How do your interests in theatre and fashion inform your work today?
My theatre background has had a subconscious influence on my work, especially when it comes to our exhibitions – I like to create an engaging and memorable experience for people. I have also always had an interest in fashion, even though I’m no longer in that industry. I like looking at what people are wearing and keeping up with new shows and collections, all of which inspired my product design.
What did you learn from Vivienne Westwood?
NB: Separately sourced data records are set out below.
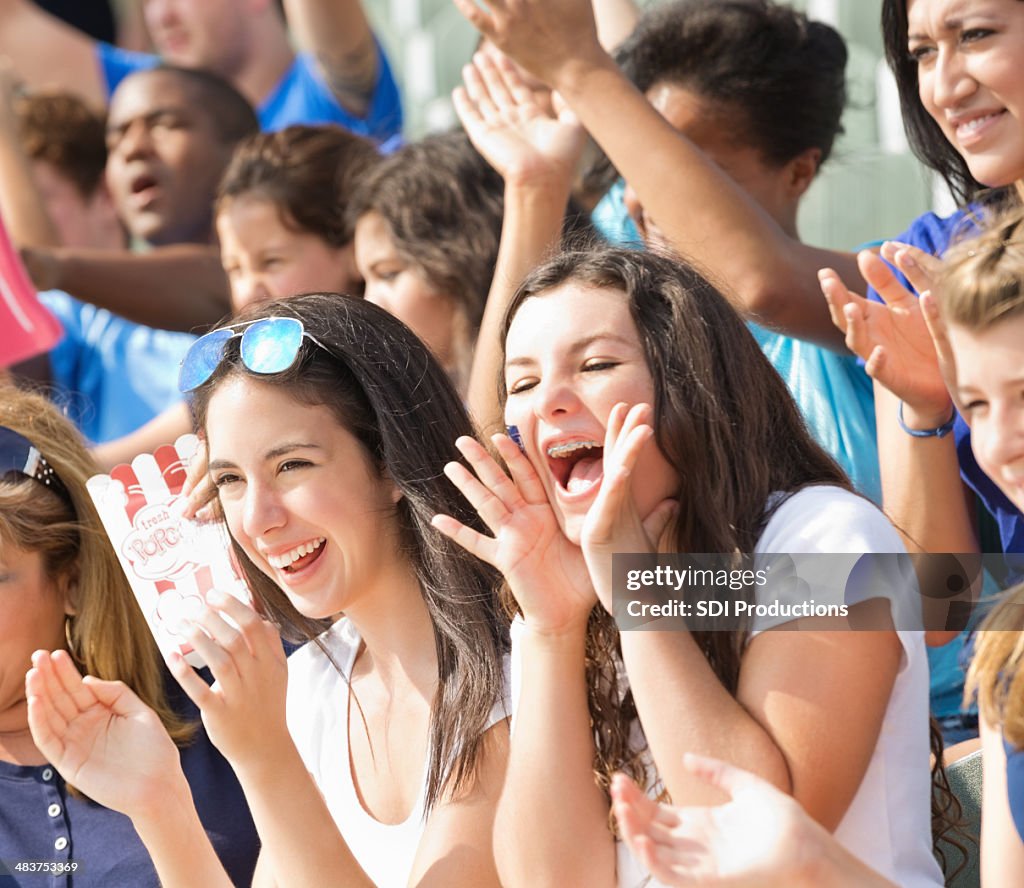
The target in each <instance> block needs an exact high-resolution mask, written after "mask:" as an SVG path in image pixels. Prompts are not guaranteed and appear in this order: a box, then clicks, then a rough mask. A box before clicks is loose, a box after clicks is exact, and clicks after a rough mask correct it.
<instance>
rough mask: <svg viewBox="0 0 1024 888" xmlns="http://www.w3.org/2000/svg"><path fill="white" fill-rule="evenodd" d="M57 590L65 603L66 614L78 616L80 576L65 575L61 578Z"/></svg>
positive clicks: (66, 614)
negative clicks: (75, 615) (79, 580)
mask: <svg viewBox="0 0 1024 888" xmlns="http://www.w3.org/2000/svg"><path fill="white" fill-rule="evenodd" d="M57 589H58V591H59V592H60V595H61V597H62V598H63V602H65V614H66V615H68V616H69V617H74V616H75V615H76V614H78V604H79V602H78V574H77V573H75V574H65V576H63V577H61V578H60V580H59V582H58V585H57Z"/></svg>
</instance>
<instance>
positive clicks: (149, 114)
mask: <svg viewBox="0 0 1024 888" xmlns="http://www.w3.org/2000/svg"><path fill="white" fill-rule="evenodd" d="M186 116H187V111H186V110H185V109H184V108H179V107H177V105H173V104H172V105H166V107H164V108H155V109H152V110H150V111H147V112H146V113H145V114H137V115H135V116H134V117H131V118H128V119H127V120H123V121H109V122H108V124H106V134H108V135H116V134H118V133H121V132H124V131H125V130H126V129H127V128H128V127H129V126H131V125H132V124H133V123H134V122H135V121H136V120H144V121H145V123H146V125H148V126H152V125H153V122H154V121H155V120H157V119H158V118H161V117H182V118H184V117H186Z"/></svg>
Vivienne Westwood was hugely influential and told me to always do my own thing, which is a sentiment I have tried to stick to throughout my career. She also showed me how she was influenced by tailoring and pattern cutting from centuries past, and how we can learn from techniques of the past and make them relevant for the modern day. I’ll always be incredibly grateful for the opportunity she gave me.
After partnering with Maki Aoki, you founded your own design studio in 2007. What was your path to success like?
My first major design project came along just after graduating. Maki and I were commissioned in 2000 to work on a nine-month project to design what would become the London bar Nylon. The project was nominated for the Evening Standard Bar of the Year Award, and we founded our interior design practice, Makilee Design, shortly after this. After four very successful years, Maki moved back to Japan, and that’s whenI decided to launch a furniture and lighting brand under my own name.
How would you describe yourself as a designer, your design language and approach, your sources of inspiration and what do you hope to achieve at the end of the day?
I’m constantly inspired by everything around me, from fashion and design to history and art. I also love to travel, and think that gaining a wider world view and experiencing different cultures is a great source of inspiration. My designs combine craft, heritage and modernity. I think they are at the same time unique and also familiar; I reinterpret classic styles and traditional materials in new and contemporary ways, always with an unexpected edge. I design for longevity. I don’t follow trends; I design pieces that I hope people will love and live with for a lifetime. I think it’s important and a responsibility as a designer to ensure that we do so.
Tell me about your creative process each time you take on a new design project. How do you start and what aspect do you start with?
My design process always begins with lots of sketching and collating inspirational images. I’m never without my sketchbook and have a library of designs that I develop later with my design and production teams. Every aspect and development stage of creating a product gives me the opportunity to evolve. We’re always experimenting with new materials and new styles in the studio, which also makes it exciting for people who like my work – they never know what to expect next.
What do you like about British traditional crafts and working closely with artisans in the making of your furniture?
There are still some wonderful traditional craftspeople working in specialist fields. As a designer, it gives me great pleasure to think that by working with these artisans, I’m helping preserve their skills and knowledge. I think it’s important for designers at some point in their careers to collaborate with craftspeople, as this type of handmade manufacturing gives you the fundamentals of making.